José Patrício/Estadão
José Patrício/Estadão

Clássico carioca entre Botafogo e Fluminense na Arena Pernambuco

Sem acordo para jogar no Maracanã e com o Engenhão fechado, Botafogo e Fluminense vão sem enfrentar no estádio da Copa, no Recife

LEONARDO MAIA, O Estado de S. Paulo

07 de julho de 2013 | 08h00

RIO - O Governo do Rio gastou mais de R$ 1,2 bilhão de dinheiro público com a reforma do Maracanã. Mas o torcedor carioca está órfão de seus times como consequência da privatização do estádio. Botafogo e Fluminense fazem hoje, às 18h30, o clássico carioca da rodada na Arena Pernambuco, no Recife, a mais de 1,8 mil quilômetros de distância do Rio.

Sem o Engenhão, o Alvinegro está em situação semelhante aos rivais da Laranjeiras e do Flamengo. O consórcio que ganhou o Maracanã por 35 anos faz jogo duro com os clubes. As propostas feitas são desfavoráveis ao trio, o que tem adiado um acerto de longa duração para que atuem no local.

O edital de concessão do estádio exige que o consórcio feche com dois clubes grandes do Rio, mas não estipula prazo para isso, o que permite a Odebrecht, IMX, AEG endurecer na negociação pelo tempo que desejar, na expectativa de os clubes cederem pela necessidade técnica de fazer seus jogos no Rio.

“Lógico que queremos jogar no Rio, o desgaste é menor, há um ganho técnico. Mas isso não pode ser o fator preponderante (para fechar acordo)”, destacou o presidente Peter Siemsen, do Tricolor, em entrevista ao Estado. “Estamos em busca de um equilíbrio. As negociações estão avançadas.”

O Fluminense se acertou para fazer um jogo no novo Maracanã, o clássico com o Vasco, dia 21, mas busca melhores parâmetros para um contrato de longa duração. Siemsen não dá prazo, mas vislumbra um desfecho positivo em pouco tempo.

“Estamos em uma situação mais confortável do que o Flamengo e o Fluminense. Como teremos o Engenhão de volta em 2015, podemos nos dar ao luxo de fazer um acordo por menos tempo, sem tantas vantagens”, disse uma fonte ligada à alta cúpula do Botafogo, que preferiu não se identificar.

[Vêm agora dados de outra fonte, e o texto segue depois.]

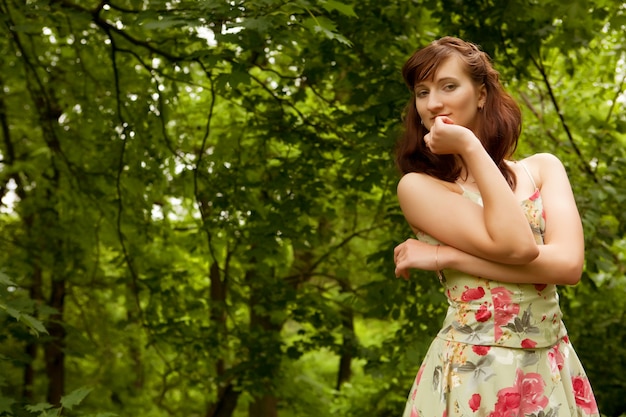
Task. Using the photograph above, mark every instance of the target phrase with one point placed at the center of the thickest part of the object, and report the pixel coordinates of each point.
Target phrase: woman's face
(450, 93)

Um dos pontos de entrave é a partilha de receitas extras aos ingressos. O consórcio quer toda a renda dos camarotes, cujos valores são altos, além de controlar os ganhos com estacionamento, alimentação e publicidade.“Numa escala de um a dez, a nota (da proposta do consórcio) foi três”, disse Luiz Eduardo Baptista, vice de marketing do Flamengo, que jogou ontem em Brasília e está longe de chegar a um ponto comum com as empresas administradoras do repaginado Maracanã.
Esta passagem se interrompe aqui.